Next in our series outlining changes to ICH GCP E6 R3 between the May 2023 draft and January 2025 final version: changes to the Quality Management section of Sponsor Responsibilities, which has been rewritten to re-cast the role of quality management in a clinical trial, as well as clarify the steps in the risk management process. For clarity, bold = new text and italics = superseded text.  

• The introductory paragraph in Section 3.10, Quality Management, now states that "quality management includes the design and implementation of efficient clinical trial protocols....in order to ensure the protection of participants' rights, safety and well-being and the reliability of trial results." The bolded text replaces the word "support" in the previous version. We are sorry to report that ICH still does not appreciate the value of the Oxford Comma.

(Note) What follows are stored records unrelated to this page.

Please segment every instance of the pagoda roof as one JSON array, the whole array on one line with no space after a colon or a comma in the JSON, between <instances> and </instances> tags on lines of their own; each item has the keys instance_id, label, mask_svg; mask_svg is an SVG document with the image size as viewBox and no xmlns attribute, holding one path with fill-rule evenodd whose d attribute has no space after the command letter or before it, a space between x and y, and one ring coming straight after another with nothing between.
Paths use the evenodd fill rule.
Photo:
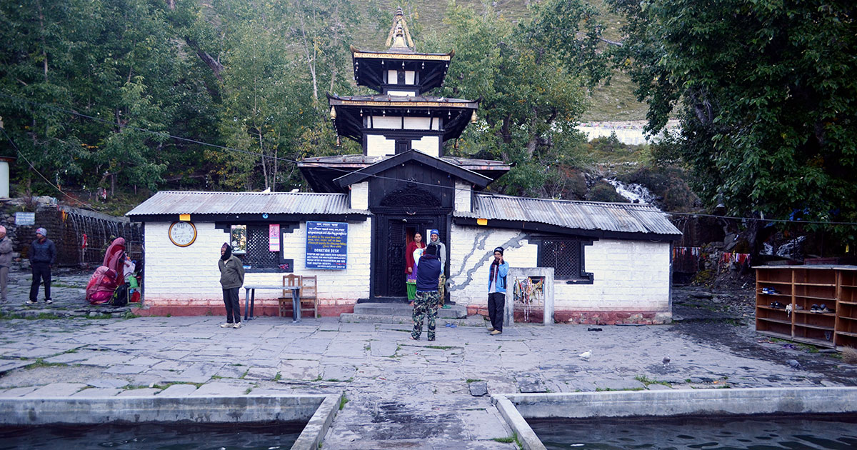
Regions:
<instances>
[{"instance_id":1,"label":"pagoda roof","mask_svg":"<svg viewBox=\"0 0 857 450\"><path fill-rule=\"evenodd\" d=\"M384 92L386 70L412 70L419 74L419 82L408 86L417 88L418 93L430 91L443 84L443 79L449 69L449 62L454 51L448 53L417 53L411 39L408 23L405 20L402 9L393 15L393 26L387 38L385 51L362 51L351 45L351 62L354 64L354 80L358 86L366 86L378 92ZM397 86L397 87L404 87Z\"/></svg>"},{"instance_id":2,"label":"pagoda roof","mask_svg":"<svg viewBox=\"0 0 857 450\"><path fill-rule=\"evenodd\" d=\"M403 153L404 154L404 153ZM361 171L375 164L387 161L399 155L366 156L363 154L344 154L336 156L320 156L306 158L297 163L303 177L315 192L341 192L343 190L337 178ZM418 156L418 155L417 155ZM454 158L445 156L435 159L426 155L426 158L439 159L448 165L464 169L469 172L476 172L489 179L489 184L503 174L509 171L509 165L502 161L491 159L477 159L470 158ZM482 184L478 183L476 184Z\"/></svg>"}]
</instances>

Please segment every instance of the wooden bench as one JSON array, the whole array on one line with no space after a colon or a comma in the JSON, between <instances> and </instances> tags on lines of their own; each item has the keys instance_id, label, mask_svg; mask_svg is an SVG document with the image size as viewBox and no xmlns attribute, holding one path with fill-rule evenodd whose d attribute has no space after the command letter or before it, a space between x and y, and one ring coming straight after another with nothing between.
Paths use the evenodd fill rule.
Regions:
<instances>
[{"instance_id":1,"label":"wooden bench","mask_svg":"<svg viewBox=\"0 0 857 450\"><path fill-rule=\"evenodd\" d=\"M283 286L298 286L301 288L301 312L312 311L313 317L318 317L318 277L315 275L296 275L290 273L283 275ZM283 290L283 296L277 299L279 302L279 315L280 317L288 317L292 309L291 295L286 290ZM302 314L303 315L303 314Z\"/></svg>"}]
</instances>

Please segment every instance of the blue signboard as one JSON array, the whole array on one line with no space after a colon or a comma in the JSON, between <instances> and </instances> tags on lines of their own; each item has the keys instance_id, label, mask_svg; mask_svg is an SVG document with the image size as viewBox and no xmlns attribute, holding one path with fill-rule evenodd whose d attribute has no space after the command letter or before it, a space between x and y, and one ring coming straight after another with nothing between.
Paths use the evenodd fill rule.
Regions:
<instances>
[{"instance_id":1,"label":"blue signboard","mask_svg":"<svg viewBox=\"0 0 857 450\"><path fill-rule=\"evenodd\" d=\"M308 269L343 270L348 259L348 224L307 222Z\"/></svg>"}]
</instances>

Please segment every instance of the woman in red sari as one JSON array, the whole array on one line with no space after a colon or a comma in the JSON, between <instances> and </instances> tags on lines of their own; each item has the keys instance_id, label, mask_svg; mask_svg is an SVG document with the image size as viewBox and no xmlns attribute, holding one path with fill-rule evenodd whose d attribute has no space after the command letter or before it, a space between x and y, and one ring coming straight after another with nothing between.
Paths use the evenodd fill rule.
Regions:
<instances>
[{"instance_id":1,"label":"woman in red sari","mask_svg":"<svg viewBox=\"0 0 857 450\"><path fill-rule=\"evenodd\" d=\"M414 233L414 240L408 243L405 250L405 274L407 276L405 285L408 288L408 301L413 302L417 298L417 264L414 263L414 251L417 249L425 249L426 244L423 242L423 235L419 232Z\"/></svg>"}]
</instances>

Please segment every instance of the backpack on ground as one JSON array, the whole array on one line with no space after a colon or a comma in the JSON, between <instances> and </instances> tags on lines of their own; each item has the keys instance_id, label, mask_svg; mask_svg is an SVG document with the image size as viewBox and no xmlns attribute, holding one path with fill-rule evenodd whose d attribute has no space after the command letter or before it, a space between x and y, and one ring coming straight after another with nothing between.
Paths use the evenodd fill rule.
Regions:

• Step 3.10.1 on Risk Identification now specifies that risks should be identified "prior to trial initiation and throughout trial conduct."  Previously, this step stated that risks should be considered across processes used in the clinical trial; it now states that risks should be considered "across the processes and systems, including computerized systems, used in the clinical trial" and adds examples of "trial design" and "blinding" to the examples of processes to be considered. 
• Step 3.10.2 on Risk Evaluation now states that sponsors should evaluate "identified risks and existing controls" instead of "potential risks," which makes it a bit clearer that Risk Identification is the part of the process where potential risks are considered and risks are identified; the next step, Risk Evaluation, is where the identified risks are assessed for likelihood of occurrence, detectability, and impact. (See here for compelling reasons why this is NOT a good idea!)
• Step 3.10.1.3 on Risk Control previously stated, "Risk mitigation activities may be incorporated in protocol design and implementation, monitoring plans, agreements between parties defining roles and responsibilities, systematic safeguards to ensure adherence to SOPs, and training in processes and procedures."  It now states, "Risk mitigation activities may be incorporated, for example, in protocol design and implementation, monitoring plans, agreements betrween parties defining roles and responsibilities, and training." The previous "safeguard" wording was never clear, but it is interesting that quality control steps and oversight activities are not cited as risk mitigation.
• Step 3.10.1.3 on Risk Contract changes "The sponsor should set acceptable ranges to support this process within which variation can be accepted" to "the sponsor should set pre-specified acceptable ranges (e.g., quality tolerance limits at the trial level) to support the control of risks to critical to quality factors." It also clarifies that the pre-specified ranges "reflect limits that when exceeded have the potential to impact participant safety or the reliability of trial results."  The phrase "quality tolerance limits," which first appeared in R2, did not appear in the May 2023 R3 draft, reportedly because of pushback from smaller companies - but now it's back, although only "where relevant."
• Step 3.1.5 on Risk Review now adds that "additional risk control measures may be implemented as needed" during the risk review stage, emphasizing that risk management is an iterative process.
• Step 3.1.6 on Risk Reporting now states that the sponsor should summarize and report "important quality issues...and the remedial actions taken and document them in the clinical trial report."  Previously, it said that sponsors should summarize and report "the risks and the remedial actions taken." This is a fairly significant change, as sponsors are now off the hook for reporting the risks (potential quality issues) they identified up front, but on the hook for reporting actual quality issues that occurred.